I nearly fell asleep in my bath. It took a powerful effort, and a commitment to looking like a human instead of a sea-hag, to get myself clean. Despite Kalcedon’s spell earlier my clothes still smelled. I was too tired to open my bag and look for a change, so I just crawled naked under the sheets of the narrow bed and fell instantly asleep.

“Lunch. Get up,” Kalcedon said some indeterminate time later. He’d walked through the door connecting our rooms without bothering to knock.

I groaned, hugged the pillow to myself, and then remembered I wasn’t wearing anything. My eyes flew open. I grabbed the thin sheet, then relaxed as I realized it was already up to my neck. I still felt exposed. Kalcedon was staring.

“How long’s it been?” I asked. My voice sounded awful. The pillow beneath my head was still damp from my hair.

“Two hours. I’ll be in the commons.” His voice sounded strained.

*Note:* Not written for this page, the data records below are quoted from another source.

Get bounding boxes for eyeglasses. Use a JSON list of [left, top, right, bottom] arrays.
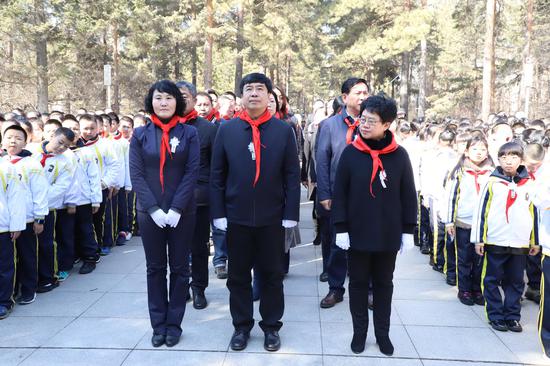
[[359, 117, 379, 126]]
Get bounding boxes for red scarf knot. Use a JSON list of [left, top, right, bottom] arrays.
[[180, 109, 199, 123], [151, 114, 181, 193], [352, 135, 399, 197], [344, 116, 359, 145], [500, 178, 529, 223], [465, 169, 489, 194], [243, 109, 271, 187]]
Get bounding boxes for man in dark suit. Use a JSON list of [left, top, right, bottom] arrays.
[[210, 73, 300, 351]]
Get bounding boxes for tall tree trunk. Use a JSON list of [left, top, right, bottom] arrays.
[[399, 52, 410, 117], [109, 23, 120, 113], [191, 45, 197, 86], [204, 0, 214, 89], [234, 1, 244, 97], [34, 0, 48, 112], [481, 0, 496, 121], [520, 0, 535, 118], [417, 0, 428, 118]]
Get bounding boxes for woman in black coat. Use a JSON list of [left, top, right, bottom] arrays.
[[332, 96, 416, 355], [130, 80, 199, 347]]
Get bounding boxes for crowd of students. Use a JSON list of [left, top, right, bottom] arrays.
[[0, 78, 550, 356]]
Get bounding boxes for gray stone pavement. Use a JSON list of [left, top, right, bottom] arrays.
[[0, 197, 550, 366]]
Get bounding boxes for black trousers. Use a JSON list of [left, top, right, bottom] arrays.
[[15, 222, 38, 297], [348, 249, 397, 338], [74, 204, 99, 262], [226, 223, 285, 332], [456, 227, 483, 292], [55, 209, 75, 271], [525, 252, 542, 290], [38, 211, 57, 286], [0, 233, 15, 309], [538, 255, 550, 355], [191, 206, 210, 290], [481, 251, 525, 321], [138, 212, 195, 337]]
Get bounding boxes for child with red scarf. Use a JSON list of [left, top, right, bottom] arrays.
[[332, 96, 417, 355]]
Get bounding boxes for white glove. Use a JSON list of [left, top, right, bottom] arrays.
[[151, 208, 166, 227], [214, 217, 227, 231], [283, 220, 298, 229], [166, 209, 181, 227], [399, 234, 414, 253], [336, 233, 349, 250]]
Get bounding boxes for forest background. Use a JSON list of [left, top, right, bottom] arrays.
[[0, 0, 550, 118]]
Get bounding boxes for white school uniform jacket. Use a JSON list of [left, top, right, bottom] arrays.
[[531, 163, 550, 256], [32, 143, 73, 210], [470, 166, 538, 248], [109, 131, 132, 191], [441, 166, 494, 228], [0, 159, 27, 233], [83, 137, 123, 189], [3, 150, 49, 223]]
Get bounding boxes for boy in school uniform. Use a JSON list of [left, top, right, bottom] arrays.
[[33, 127, 74, 293], [0, 156, 26, 319], [80, 115, 122, 255], [2, 125, 48, 305], [470, 142, 540, 332]]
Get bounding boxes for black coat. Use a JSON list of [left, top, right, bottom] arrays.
[[332, 133, 417, 251], [210, 118, 300, 227], [130, 123, 199, 215], [187, 117, 218, 206]]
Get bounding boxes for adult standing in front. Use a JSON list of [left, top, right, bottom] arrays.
[[332, 96, 416, 355], [176, 81, 217, 309], [315, 78, 369, 308], [210, 73, 300, 351], [130, 80, 199, 347]]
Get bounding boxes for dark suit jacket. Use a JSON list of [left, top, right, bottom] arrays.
[[130, 123, 199, 215], [210, 118, 300, 227]]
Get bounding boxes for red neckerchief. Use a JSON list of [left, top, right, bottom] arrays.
[[82, 135, 99, 146], [204, 109, 218, 122], [10, 155, 23, 166], [180, 109, 199, 123], [500, 178, 529, 223], [151, 114, 181, 193], [239, 109, 271, 187], [352, 135, 399, 197], [464, 169, 490, 194], [344, 116, 359, 145], [40, 141, 55, 167]]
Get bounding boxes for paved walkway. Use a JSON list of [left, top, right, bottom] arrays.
[[0, 199, 550, 366]]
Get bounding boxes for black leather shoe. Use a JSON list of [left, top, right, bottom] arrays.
[[351, 333, 367, 353], [165, 336, 180, 347], [151, 334, 166, 348], [376, 336, 393, 356], [193, 289, 208, 310], [264, 330, 281, 352], [231, 330, 250, 351], [321, 291, 344, 309]]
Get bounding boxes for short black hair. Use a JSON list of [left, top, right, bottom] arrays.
[[4, 124, 27, 141], [498, 141, 523, 159], [144, 80, 185, 117], [341, 77, 368, 95], [360, 94, 397, 122], [53, 127, 75, 141], [239, 72, 273, 94]]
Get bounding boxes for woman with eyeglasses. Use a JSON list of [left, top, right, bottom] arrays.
[[332, 96, 416, 355]]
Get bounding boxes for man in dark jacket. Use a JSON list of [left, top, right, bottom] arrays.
[[176, 81, 217, 309], [210, 73, 300, 351], [315, 78, 369, 308]]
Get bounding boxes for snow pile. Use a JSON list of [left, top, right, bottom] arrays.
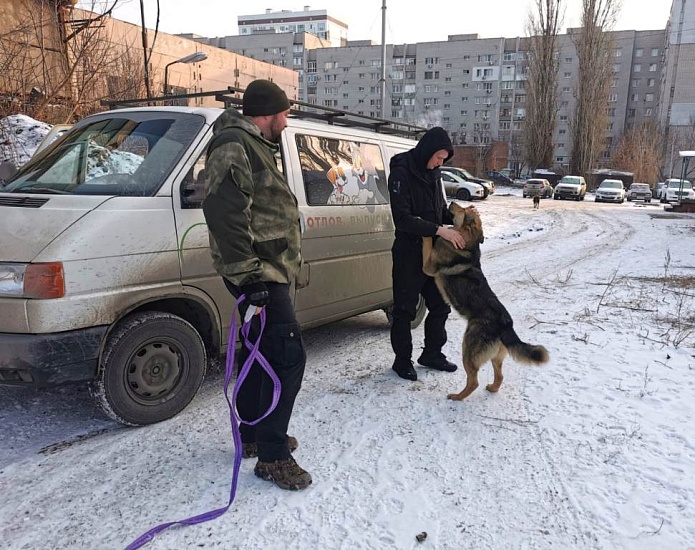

I waited until I heard the door close, peeked to make sure he was really gone, and got out of bed. My head didn’t hurt anymore, though it spun a little. My mouth was dry. There was a cup of water next to me, and I drained it swiftly.

My satchel and all the clothing was clean and neatly folded on a chair. I could feel the faint traces of Kalcedon’s familiar magic clinging to the fabric.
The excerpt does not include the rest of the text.